Les solidarités entre territoires de tailles diverses sont un levier pour favoriser la transition écologique, selon France stratégie. Le think tank émet des recommandations pour apporter une cohérence à l’ensemble des politiques publiques territoriales autour de ces enjeux.

Les collectivités auraient une responsabilité directe sur 15 % des émissions de gaz à effet de serre (gestion des déchets, transports, bâtiments, éclairage public…) et indirectement sur 50 %. Or, « au-delà de quelques collectivités pionnières, le défi que soulève l’engagement de l’ensemble des collectivités dans la transition écologique demeure entier », constate France stratégie dans une étude publiée fin août.
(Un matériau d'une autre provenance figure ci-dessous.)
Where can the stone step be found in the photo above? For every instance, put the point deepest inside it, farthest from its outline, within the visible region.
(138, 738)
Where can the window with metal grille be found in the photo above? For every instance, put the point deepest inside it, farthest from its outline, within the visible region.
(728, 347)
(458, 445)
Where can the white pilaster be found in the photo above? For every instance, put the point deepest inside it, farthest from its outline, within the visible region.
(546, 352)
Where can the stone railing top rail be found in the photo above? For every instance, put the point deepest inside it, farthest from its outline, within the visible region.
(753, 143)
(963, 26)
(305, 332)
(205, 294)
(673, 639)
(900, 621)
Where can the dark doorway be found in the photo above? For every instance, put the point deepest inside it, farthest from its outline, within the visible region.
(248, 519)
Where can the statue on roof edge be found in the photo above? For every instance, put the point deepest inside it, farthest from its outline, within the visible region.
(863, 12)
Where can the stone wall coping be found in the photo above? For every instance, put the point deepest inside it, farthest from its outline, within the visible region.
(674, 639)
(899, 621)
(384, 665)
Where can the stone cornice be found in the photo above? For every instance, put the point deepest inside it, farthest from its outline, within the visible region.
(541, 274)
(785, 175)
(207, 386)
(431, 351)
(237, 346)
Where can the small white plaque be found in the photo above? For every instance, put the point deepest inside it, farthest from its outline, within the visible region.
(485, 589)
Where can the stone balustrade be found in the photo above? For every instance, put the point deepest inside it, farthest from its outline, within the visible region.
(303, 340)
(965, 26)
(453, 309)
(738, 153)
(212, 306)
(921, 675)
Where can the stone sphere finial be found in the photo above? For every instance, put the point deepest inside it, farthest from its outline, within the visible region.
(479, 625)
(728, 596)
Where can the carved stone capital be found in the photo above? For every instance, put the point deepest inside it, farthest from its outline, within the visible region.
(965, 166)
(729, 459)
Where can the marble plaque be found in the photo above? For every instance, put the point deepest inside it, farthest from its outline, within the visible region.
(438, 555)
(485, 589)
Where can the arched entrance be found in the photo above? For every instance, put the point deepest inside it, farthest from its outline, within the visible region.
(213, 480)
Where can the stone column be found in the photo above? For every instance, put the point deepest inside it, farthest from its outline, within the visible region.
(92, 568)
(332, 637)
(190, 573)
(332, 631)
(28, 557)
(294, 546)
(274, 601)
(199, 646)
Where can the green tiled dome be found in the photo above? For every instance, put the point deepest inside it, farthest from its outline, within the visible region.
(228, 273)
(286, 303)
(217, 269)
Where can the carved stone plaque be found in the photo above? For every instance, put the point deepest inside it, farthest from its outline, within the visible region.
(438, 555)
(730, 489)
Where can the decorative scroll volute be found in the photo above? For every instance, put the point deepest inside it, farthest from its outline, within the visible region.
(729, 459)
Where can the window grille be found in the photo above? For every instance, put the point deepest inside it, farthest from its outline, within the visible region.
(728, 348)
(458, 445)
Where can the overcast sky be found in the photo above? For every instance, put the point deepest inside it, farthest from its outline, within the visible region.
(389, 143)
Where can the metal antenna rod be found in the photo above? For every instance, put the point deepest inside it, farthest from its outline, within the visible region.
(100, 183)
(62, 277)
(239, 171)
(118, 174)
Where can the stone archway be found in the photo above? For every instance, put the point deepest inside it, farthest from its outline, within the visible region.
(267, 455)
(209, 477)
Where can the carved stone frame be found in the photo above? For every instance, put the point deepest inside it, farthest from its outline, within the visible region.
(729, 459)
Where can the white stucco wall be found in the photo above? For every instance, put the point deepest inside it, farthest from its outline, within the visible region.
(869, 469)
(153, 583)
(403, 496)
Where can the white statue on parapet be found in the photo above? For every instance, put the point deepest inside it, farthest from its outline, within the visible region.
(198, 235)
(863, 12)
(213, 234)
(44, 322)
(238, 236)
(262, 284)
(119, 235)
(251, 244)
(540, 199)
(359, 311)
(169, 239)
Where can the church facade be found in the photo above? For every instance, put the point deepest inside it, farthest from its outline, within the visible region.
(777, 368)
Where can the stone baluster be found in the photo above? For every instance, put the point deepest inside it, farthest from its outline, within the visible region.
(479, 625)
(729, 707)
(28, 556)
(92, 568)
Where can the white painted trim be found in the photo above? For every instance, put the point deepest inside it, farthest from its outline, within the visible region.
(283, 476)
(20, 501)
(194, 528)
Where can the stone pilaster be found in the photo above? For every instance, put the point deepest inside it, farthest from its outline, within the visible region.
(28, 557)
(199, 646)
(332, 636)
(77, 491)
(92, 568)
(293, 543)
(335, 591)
En effet, alors que leur action semble essentielle, elles sont diversement armées pour y faire face et pourraient donc s’associer pour mener des politiques de transition cohérentes. Les zones rurales possèdent des ressources naturelles (biomasse…) dont les zones urbaines sont dépourvues mais qui sont nécessaires à leur approvisionnement énergétique. Les grandes collectivités urbaines disposent de services plus étoffés, susceptibles d’apporter leur expertise. « La transition écologique révèle ainsi des interdépendances et des potentiels de coopération territoriale à valoriser », précise l’institution rattachée au Premier ministre.

Son étude porte sur des collectivités qui ont su mener un projet de territoire autour d’une ou de plusieurs dimensions de la transition écologique, en associant plusieurs échelons de collectivités : Albi, Grand Genève, Brest, Hauts-de-France. Des projets qui s’appuient, à la fois, sur des spécificités locales (cf. encadré) et sur des modes d’action et des configurations institutionnelles communs. Et qui montrent l’intérêt de développer les relations interterritoriales et de renouveler le format de coopérations entre collectivités au-delà des frontières administratives traditionnelles. Il peut s’agir notamment des pôles métropolitains ou des pôles d’équilibre territorial et rural, apparentés aux syndicats mixtes, qui permettent de participer aux appels à projets régionaux, nationaux ou européens. La transversalité des actions proposées dans ces projets, dont les financements sont liés à la conclusion de contrats de partenariat interterritoriaux, incite les métropoles à se rapprocher de collectivités avoisinantes et les petites collectivités à coopérer. Ce type de fonctionnement présente de nombreux atouts : mise en commun d’agents, constitution de services dédiés, rassemblement de données, développement d’une vision d’ensemble, crédibilité des candidatures pour solliciter des financements, visibilité des projets locaux souvent fragmentés… Et surtout, il améliore les compétences des petites collectivités qui, seules, n’auraient pas été capables de mener de telles actions.

Parmi ses recommandations, France stratégie propose de renforcer les plans énergie-climat (PCAET) avant toute validation administrative, de rendre le schéma de cohérence territoriale (Scot) obligatoire sous forme de projet de territoire, ou encore de recentrer les appels à projets nationaux sur l’accompagnement des collectivités pour lesquelles se lancer dans la transition écologique est le plus difficile. Les villes pourraient transférer des compétences aux EPCI ou mettre en commun certaines compétences entre EPCI au sein de syndicats mixtes. Des actions communes entre territoires peu denses et centres urbains pourraient être engagées par contractualisation. Il conviendrait aussi d’associer les partenaires des collectivités et les usagers aux projets de transition écologique.

Marie Gasnier

Identifier les enjeux territoriaux

Les projets étudiés sont liés à des problématiques identifiées sur le territoire ou à l’échelle du bassin de vie : difficultés associées à la mobilité (Grand Genève), sécurisation de l’approvisionnement énergétique et développement des énergies renouvelables (Brest), forte représentation du secteur agricole dans l’économie locale (Albi), difficultés de déplacement des plus modestes dans un contexte de difficultés sociales et économiques fortes (Hauts-de-France).